Antes del inicio de su
única novela, o bien cajón-novela, como a él le gusta pensarla (está convencido
que no va a malgastar energía alguna en otra cosa que no sea ese texto extenso
y comprimido a la misma vez), veía a los seres humanos como a millones de
coches locos de feria que intentan inútilmente evitar choques y atascos en el
cuadrilátero de la civilización. Sus observaciones le habían llevado a una
explicación más o menos razonable acerca de los fracasos de la colectividad y
de la infelicidad de sus miembros. Pensaba que la torpeza en los procedimientos
era una y otra vez el motivo por el que ocurrían los desastres de convivencia y
habitabilidad. Creía que sólo con grandes dosis de paciencia y de continuo
estudio se sortearían los graves problemas que durante siglos había venido
sufriendo la humanidad. Con dicha perseverancia y una mezcla de fe y honestidad
frente a un mínimo de empatía hacia “el otro”, se podría en un punto
indeterminado del pedregal hegeliano de la historia, del paraíso perdido,
subsanar las imperfecciones del entramado social.
Pero ahora, tras esas
miles de palabras, piensa que el hombre es una máquina aniquiladora de vida.
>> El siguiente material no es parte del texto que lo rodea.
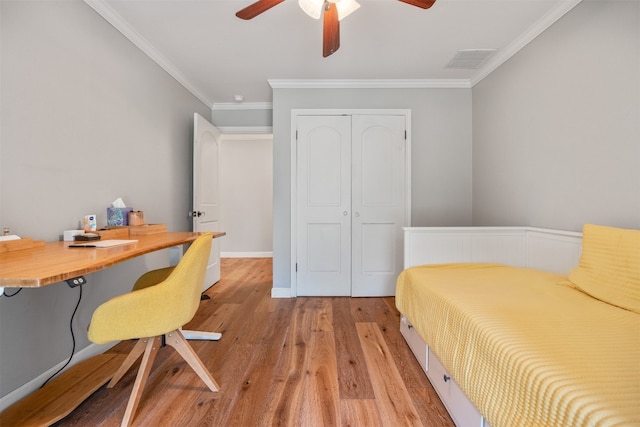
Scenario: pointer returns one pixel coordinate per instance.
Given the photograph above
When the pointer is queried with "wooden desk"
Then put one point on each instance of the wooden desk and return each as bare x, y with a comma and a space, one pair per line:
55, 262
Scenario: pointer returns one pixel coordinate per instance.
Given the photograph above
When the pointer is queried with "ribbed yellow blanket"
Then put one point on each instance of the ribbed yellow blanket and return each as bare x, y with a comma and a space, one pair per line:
526, 349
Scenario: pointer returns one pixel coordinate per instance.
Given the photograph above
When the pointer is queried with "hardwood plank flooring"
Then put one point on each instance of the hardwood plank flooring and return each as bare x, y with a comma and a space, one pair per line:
280, 362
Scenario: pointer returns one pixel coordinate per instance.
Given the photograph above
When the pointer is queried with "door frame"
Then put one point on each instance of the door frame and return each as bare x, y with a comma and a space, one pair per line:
294, 168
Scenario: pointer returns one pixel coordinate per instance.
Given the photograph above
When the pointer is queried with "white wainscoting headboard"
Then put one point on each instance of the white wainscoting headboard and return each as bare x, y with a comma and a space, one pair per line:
556, 251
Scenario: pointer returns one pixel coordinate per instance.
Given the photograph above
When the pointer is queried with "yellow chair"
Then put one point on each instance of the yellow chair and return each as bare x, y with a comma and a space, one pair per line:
161, 302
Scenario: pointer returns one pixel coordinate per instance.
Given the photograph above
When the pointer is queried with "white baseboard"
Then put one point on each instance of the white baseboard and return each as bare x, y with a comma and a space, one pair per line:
280, 292
246, 254
33, 385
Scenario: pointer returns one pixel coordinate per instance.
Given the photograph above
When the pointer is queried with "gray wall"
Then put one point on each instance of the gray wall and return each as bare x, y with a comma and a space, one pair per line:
556, 129
85, 118
441, 154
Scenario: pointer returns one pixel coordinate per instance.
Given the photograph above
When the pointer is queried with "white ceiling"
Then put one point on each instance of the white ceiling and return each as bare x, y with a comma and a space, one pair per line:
387, 42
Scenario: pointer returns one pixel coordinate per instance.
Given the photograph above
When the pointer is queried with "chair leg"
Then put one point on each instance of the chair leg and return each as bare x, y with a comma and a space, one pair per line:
176, 340
151, 350
134, 354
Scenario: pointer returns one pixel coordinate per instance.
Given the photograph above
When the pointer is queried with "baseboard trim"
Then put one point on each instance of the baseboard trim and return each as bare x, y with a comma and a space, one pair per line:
281, 293
246, 254
33, 385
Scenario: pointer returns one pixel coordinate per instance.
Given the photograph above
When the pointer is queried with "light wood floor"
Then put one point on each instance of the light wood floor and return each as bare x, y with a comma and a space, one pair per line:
285, 362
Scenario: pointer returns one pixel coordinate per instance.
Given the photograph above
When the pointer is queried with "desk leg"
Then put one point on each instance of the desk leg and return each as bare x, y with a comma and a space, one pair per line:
201, 335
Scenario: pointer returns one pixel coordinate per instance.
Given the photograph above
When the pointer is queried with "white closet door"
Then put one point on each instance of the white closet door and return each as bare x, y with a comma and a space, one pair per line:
323, 238
378, 203
206, 194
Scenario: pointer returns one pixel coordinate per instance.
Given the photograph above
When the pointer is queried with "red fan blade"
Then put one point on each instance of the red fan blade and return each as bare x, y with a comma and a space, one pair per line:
424, 4
257, 8
331, 29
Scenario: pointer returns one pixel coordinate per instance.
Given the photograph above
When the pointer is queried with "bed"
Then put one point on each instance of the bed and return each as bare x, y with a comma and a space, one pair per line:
505, 344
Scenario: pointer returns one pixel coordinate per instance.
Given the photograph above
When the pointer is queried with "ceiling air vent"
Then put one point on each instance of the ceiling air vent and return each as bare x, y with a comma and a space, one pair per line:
470, 58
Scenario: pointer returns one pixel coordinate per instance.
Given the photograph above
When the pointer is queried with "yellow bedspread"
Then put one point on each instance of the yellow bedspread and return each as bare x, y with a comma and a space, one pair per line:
527, 350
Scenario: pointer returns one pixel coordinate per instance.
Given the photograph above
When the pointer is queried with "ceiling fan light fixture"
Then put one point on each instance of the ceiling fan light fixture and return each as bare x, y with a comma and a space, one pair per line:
313, 8
346, 7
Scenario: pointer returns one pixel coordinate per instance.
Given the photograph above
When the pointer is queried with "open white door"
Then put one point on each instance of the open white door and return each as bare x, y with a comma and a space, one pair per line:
206, 194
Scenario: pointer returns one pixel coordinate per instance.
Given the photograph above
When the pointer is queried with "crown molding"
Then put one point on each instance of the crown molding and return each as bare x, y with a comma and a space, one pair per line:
242, 106
112, 17
257, 132
370, 84
534, 31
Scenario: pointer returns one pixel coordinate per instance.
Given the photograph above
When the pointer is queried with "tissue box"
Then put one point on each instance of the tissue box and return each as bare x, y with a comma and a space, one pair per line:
118, 216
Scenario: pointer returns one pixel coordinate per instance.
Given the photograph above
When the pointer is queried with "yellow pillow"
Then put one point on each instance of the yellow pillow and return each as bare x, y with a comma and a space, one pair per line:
609, 268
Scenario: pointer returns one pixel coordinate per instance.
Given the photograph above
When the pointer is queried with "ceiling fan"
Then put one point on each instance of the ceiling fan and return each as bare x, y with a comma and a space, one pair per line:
332, 10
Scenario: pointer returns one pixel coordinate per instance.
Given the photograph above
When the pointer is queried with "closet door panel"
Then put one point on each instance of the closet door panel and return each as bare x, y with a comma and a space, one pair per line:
323, 206
378, 203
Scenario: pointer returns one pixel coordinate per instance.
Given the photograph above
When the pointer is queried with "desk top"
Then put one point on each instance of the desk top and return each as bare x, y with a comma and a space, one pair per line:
55, 261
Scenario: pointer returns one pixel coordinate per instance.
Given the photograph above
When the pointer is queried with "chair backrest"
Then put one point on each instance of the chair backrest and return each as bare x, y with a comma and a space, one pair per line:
157, 309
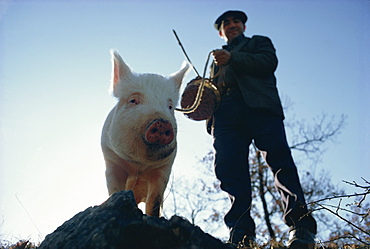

Es
un animal capaz de auto convencerse de que puede escapar de sí mismo y de la devastación
que crea a su alrededor con el elástico sentido del amor. La sofisticación es
su arma principal y su empleo lo justifica para hallar el bien común, cuando en
realidad busca los límites del Hacedor para intentar poner un pie más allá de
donde se ha visto que lo ha puesto éste.
Tras un primer
reconocimiento en su nueva perspectiva de la obra intuye que sus padres son los
principales responsables de la farsa que ha vivido. Le amaron tanto (aún lo hacen,
pero desde el interior de una cueva de
desconfianza y decepción, desde
la angostura anímica de la senectud) que casi lo dejan ciego y sordo. Obsesionados
con la penuria que habían conocido en la posguerra civil española, en aquel
periodo de amor y protección contra la ácida realidad social innombrable que le
haría perder atónito la ingenuidad, la inocencia y hasta la esperanza, deberían
haberle insuflado de algún modo para contrarrestar los altísimos niveles de
empatía y positivas emociones, ciertas dosis
más o menos racionales de obligado antagonismo hacia “el otro”, ya que
“éste” va a resultar ser tu oponente lo quieras o no. Una toná de las malas
artes ha motivado al menos a generación tras generación para salir desde las
cavernas de la prehistoria a búsqueda de Dios. La motivación de que en el
contacto permanente con muchos “otros” se encuentra la mitigación de nuestros
miedos es la mayor atrocidad que se haya podido cometer la humanidad a sí misma.
En un increíble
equilibrio de fuerzas medidas por el odio, la envidia y la conciliación, se han
ido fraguando las civilizaciones gracias al laboratorio de la reproducción
humana, la adaptación de sus individuos a las sociedades, y el negocio con toda
clase de mercancías, tanto emocionales como materiales (incluyéndose la propia
carne), para paliar el instinto de destrucción total hacia “el otro” con el
objetivo de jugar a ser Dios. Los humanos son incapaces de amar sin destruir y
viceversa. Amar es matar; y todo comienza negando al “otro”.